Suppose n is odd. It is known that $\chi (W_n)=4$. The case W₃ = K₄ follows from Corollary 3.4. We assume $n\ge 5$. Let $S=\{v_i | 1\le i\le n,n\text{ is odd}\}$. Now, $W_n[S]$ has a coloring $\mathcal{C}(v_n)=4,\mathcal{C}(v_i)=2$ for $i\equiv 1\hspace{1em}(\mathrm{mod}4),i\ne n$ and $\mathcal{C}(v_i)=3$ for $i\equiv 3\hspace{1em}(\mathrm{mod}4),i\ne n$. This coloring can be uniquely extended to a 4-coloring of W_n since we must have $\mathcal{C}(u)=1,\mathcal{C}(v_i)=4$ for even $i\le n-3$, and $\mathcal{C}(v_{n-1})=2$ if $n\equiv 1\hspace{1em}(\mathrm{mod}4)$ while $\mathcal{C}(v_{n-1})=3$ if $n\equiv 3\hspace{1em}(\mathrm{mod}4)$. So, $sn(W_n)\le \frac{n+1}{2}$.

Suppose there is an extendable coloring $\varphi$ of $W_n[S]$ with $\left|S\right|\le \frac{n-1}{2}$. Since C_n is Hamiltonian, the number of components of $C_n-(S\setminus \{u\})$ is most $\left|S\right|\le \frac{n-1}{2}$. Since $C_n-(S\setminus \{u\})$ contains $\frac{n+1}{2}$ vertices, there is a K₂ subgraph in $C_n-(S\setminus \{u\})$. By Lemma 2.7, $\varphi$ is not a Sudoku coloring. Hence, $sn(W_n)=\frac{n+1}{2}$. □

4 Complexity for deciding extendable coloring

We now proceed to prove that for a given partial coloring $\varphi$ of a graph G with $\chi (G)=k$, the problem of deciding whether $\varphi$ is an extendable coloring is NP-complete.

The following is a classical result on graph colorings due to Grötzsch [6].

Theorem 4.1.

Any triangle-free planar graph is 3-colorable.

Extendable Partial Coloring Problem (EPCP)

Instance: A graph G with $\chi (G)=k$ and a partial coloring $\varphi$ of G.

Question: Can $\varphi$ be extended to a k-coloring of G?

Garey et al. [5] have proved that 3-colorability of planar graphs with maximum degree at most four is NP-complete. Using this, Dalley [3] proved that 3-colorability of 4-regular planar graphs is NP-complete. Also by Theorem 4.1, any triangle-free planar graph is 3-colorable.
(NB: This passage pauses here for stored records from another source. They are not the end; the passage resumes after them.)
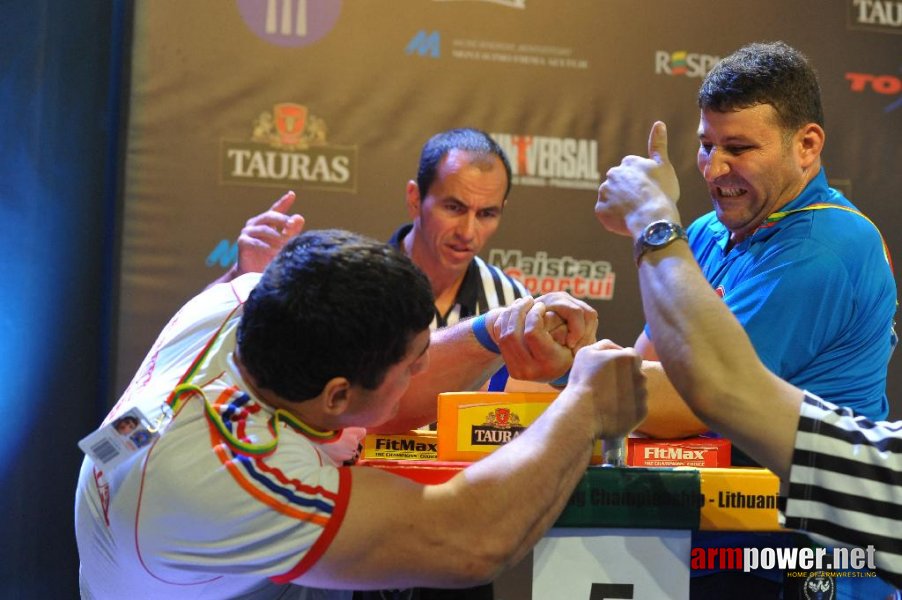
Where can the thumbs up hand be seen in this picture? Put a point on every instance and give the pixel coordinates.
(640, 190)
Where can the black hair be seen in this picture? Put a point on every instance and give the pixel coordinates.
(765, 73)
(332, 304)
(464, 138)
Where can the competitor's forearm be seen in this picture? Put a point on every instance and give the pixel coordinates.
(710, 361)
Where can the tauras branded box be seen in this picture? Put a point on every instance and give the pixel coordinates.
(472, 425)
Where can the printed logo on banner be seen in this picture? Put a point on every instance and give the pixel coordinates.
(541, 161)
(424, 43)
(541, 274)
(501, 426)
(684, 64)
(290, 22)
(884, 16)
(521, 4)
(887, 85)
(288, 147)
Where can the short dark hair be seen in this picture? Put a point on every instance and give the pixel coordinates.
(463, 138)
(332, 304)
(765, 73)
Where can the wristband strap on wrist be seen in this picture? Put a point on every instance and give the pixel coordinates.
(482, 335)
(561, 382)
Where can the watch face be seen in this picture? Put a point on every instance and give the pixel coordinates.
(659, 233)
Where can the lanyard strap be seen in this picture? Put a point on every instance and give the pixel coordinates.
(185, 390)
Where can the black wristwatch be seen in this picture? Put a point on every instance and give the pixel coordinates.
(657, 235)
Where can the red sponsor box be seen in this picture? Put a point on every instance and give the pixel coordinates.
(688, 452)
Hence the following problem is NP-complete.

3-colorability of 4-regular planar graphs having a triangle T (3C4PG)

Instance: A 4-regular planar graph G having a triangle T.

Question: Can G be colored with 3 colors?

Theorem 4.2.

EPCP is NP-complete.

Proof.

The proof is by reduction from 3C4PG. Let G be a 4-regular planar graph having a triangle T. We construct an instance of EPCP. Let $H=G+O_2$ and let $V(O_2)=\{u,v\}$. Let $\varphi$ be a partial coloring of H which assigns color 4 to u and v, and colors 1, 2, and 3 to the vertices of T. Since color 4 cannot be used for any vertex of G in an extension of $\varphi$, it follows that $$ is an extendable coloring of H if and only if G is 3-colorable. Hence EPCP is NP-complete. □

5 Conclusion and scope

The standard Sudoku graph is the Cartesian product $K_9\square K_9$ together with nine more copies of K₉ corresponding to the nine 3 × 3 subsquares. Hence determining the Sudoku number of $K_n\square K_n$ is an interesting problem for further investigation. If G is a disconnected graph with c components, then $sn(G)\ge c$. Investigation of Sudoku number of disconnected graphs is another interesting direction for further research.

Acknowledgments

The authors are thankful to Stijn Cambie and Bernardo Anibal Subercaseaux Roa for their helpful suggestions in proving Theorems 3.5 and 4.2, respectively.